On January 27, Donald Trump signed an executive order restricting entry into the United States to immigrants from seven Muslim-majority nations. Since then, over 100,000 visas have been revoked, a Justice Department lawyer said in court on Friday.
The State Department has come forward to deny those claims, saying that “fewer than 60,000 individuals’ visas were provisionally revoked to comply with the Executive Order.”
Attorney Erez Reuveni of the Office of Immigration Litigation, provided the US District Court Judge with the number after she asked about how many people had been affected by the order, CNN reports. However, Reuveni did not know how many people had been deported over the weekend.
As a result, the Judge Leonie Brinkema instructed the Justice Department to provide a list of “all persons who have been denied entry to or removed from the United States,” since the order has been in affect. By the end of the day on Thursday, February 9th, Brinkema wanted a list of anyone affected, who “had a residence in the Commonwealth of Virginia and had lawful permanent resident status, an immigrant visa (or accompanying family or spousal visa), a valid student visa (or accompany family or spousal visa), or a valid work visa (or accompany family or spousal visa), CNN reports.
Brinkema discussed the order, explaining that she never seen so many people take a stand against something like this before.
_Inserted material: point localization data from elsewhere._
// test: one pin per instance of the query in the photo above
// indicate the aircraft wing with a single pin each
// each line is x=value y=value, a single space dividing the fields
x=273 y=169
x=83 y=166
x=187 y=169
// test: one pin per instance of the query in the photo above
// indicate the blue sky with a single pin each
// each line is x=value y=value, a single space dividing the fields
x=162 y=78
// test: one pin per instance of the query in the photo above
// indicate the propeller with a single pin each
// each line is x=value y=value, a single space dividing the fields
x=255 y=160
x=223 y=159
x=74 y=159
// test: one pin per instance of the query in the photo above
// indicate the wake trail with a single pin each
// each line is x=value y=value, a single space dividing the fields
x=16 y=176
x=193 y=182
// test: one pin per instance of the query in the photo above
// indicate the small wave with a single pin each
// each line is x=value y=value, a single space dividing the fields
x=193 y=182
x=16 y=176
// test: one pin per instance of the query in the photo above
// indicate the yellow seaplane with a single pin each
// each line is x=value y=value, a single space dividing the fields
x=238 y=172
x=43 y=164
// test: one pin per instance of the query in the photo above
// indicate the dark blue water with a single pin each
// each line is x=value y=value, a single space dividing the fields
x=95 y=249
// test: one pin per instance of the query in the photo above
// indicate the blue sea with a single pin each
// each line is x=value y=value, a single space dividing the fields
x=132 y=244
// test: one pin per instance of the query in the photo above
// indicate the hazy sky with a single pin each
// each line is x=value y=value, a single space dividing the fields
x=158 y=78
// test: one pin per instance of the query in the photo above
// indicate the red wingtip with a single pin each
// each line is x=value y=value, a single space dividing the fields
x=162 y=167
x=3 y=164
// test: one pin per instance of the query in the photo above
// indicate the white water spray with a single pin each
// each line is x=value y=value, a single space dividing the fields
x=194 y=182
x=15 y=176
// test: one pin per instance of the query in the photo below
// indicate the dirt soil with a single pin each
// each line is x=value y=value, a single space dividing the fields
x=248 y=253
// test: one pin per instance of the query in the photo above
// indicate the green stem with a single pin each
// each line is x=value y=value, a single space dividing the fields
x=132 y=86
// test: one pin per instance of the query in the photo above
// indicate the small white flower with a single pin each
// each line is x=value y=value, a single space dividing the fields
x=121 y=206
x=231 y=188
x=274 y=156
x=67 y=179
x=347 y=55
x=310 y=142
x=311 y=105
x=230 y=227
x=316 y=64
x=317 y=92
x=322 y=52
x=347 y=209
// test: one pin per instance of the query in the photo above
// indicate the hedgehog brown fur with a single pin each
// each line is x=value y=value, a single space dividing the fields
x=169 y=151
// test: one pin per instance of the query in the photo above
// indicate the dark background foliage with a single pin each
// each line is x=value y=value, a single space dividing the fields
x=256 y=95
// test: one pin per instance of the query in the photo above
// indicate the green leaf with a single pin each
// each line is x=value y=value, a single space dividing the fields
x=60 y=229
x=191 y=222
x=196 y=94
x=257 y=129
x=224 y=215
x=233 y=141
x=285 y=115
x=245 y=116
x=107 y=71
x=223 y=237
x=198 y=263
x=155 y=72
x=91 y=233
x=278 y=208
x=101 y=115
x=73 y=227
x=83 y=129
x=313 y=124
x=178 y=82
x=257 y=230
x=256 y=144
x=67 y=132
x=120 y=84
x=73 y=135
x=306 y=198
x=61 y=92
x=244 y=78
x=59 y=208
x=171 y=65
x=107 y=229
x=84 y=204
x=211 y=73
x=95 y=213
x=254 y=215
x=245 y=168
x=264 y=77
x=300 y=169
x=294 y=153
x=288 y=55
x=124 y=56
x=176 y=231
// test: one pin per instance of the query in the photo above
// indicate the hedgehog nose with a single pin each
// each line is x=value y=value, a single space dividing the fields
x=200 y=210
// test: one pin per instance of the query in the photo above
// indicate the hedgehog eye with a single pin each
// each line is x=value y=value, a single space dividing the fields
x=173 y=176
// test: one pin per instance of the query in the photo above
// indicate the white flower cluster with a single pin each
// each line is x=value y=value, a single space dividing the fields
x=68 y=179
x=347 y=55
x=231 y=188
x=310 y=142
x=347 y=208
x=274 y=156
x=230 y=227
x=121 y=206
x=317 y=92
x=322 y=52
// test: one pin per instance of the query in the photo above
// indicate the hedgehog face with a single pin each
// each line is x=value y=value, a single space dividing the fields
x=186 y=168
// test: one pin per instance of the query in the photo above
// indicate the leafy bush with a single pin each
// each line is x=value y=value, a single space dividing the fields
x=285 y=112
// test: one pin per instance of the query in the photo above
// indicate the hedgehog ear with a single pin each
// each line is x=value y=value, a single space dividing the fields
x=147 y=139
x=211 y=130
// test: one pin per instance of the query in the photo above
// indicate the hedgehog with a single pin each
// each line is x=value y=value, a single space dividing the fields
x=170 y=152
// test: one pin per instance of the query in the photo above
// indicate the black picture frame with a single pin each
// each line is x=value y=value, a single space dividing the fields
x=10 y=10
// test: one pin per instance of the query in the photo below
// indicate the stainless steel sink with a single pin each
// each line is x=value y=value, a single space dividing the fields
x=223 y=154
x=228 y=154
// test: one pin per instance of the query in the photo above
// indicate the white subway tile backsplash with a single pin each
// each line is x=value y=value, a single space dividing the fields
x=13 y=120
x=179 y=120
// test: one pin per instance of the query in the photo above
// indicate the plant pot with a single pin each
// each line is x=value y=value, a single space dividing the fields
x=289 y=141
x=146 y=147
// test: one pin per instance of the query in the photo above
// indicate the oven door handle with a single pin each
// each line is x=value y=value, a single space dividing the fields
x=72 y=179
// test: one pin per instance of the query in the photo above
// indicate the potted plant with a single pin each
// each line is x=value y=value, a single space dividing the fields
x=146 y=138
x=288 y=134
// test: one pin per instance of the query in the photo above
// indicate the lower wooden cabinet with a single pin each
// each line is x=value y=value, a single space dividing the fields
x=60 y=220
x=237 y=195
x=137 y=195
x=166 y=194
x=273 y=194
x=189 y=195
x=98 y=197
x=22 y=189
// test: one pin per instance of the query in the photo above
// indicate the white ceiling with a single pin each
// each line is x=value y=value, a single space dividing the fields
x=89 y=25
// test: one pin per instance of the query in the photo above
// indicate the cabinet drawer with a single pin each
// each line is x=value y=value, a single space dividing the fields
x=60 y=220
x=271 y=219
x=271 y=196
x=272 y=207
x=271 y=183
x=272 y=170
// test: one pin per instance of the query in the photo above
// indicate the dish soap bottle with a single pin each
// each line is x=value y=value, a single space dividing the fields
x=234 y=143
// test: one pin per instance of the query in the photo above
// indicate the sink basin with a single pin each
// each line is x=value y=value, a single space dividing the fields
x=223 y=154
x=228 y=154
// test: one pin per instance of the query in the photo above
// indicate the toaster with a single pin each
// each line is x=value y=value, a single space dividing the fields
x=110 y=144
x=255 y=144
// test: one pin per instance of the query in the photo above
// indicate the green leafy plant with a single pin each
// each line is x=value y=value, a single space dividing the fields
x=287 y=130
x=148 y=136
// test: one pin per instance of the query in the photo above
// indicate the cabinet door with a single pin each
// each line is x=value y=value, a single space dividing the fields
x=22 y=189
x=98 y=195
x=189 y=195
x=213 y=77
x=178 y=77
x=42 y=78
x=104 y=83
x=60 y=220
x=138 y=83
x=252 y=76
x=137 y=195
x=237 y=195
She went on, hoping the government would come up with a solution to the situation she called, “chaotic,” adding that the President’s power has “limits.”
“Without any kind of fact finding or hard evidence of a need to rescind these (visa) decisions, human beings relied on these decisions. …I hope the government gives serious thought about how to address these issues.”
The judge also extended the temporary restraining order against removing permanent legal residents until next Friday, CNN reports.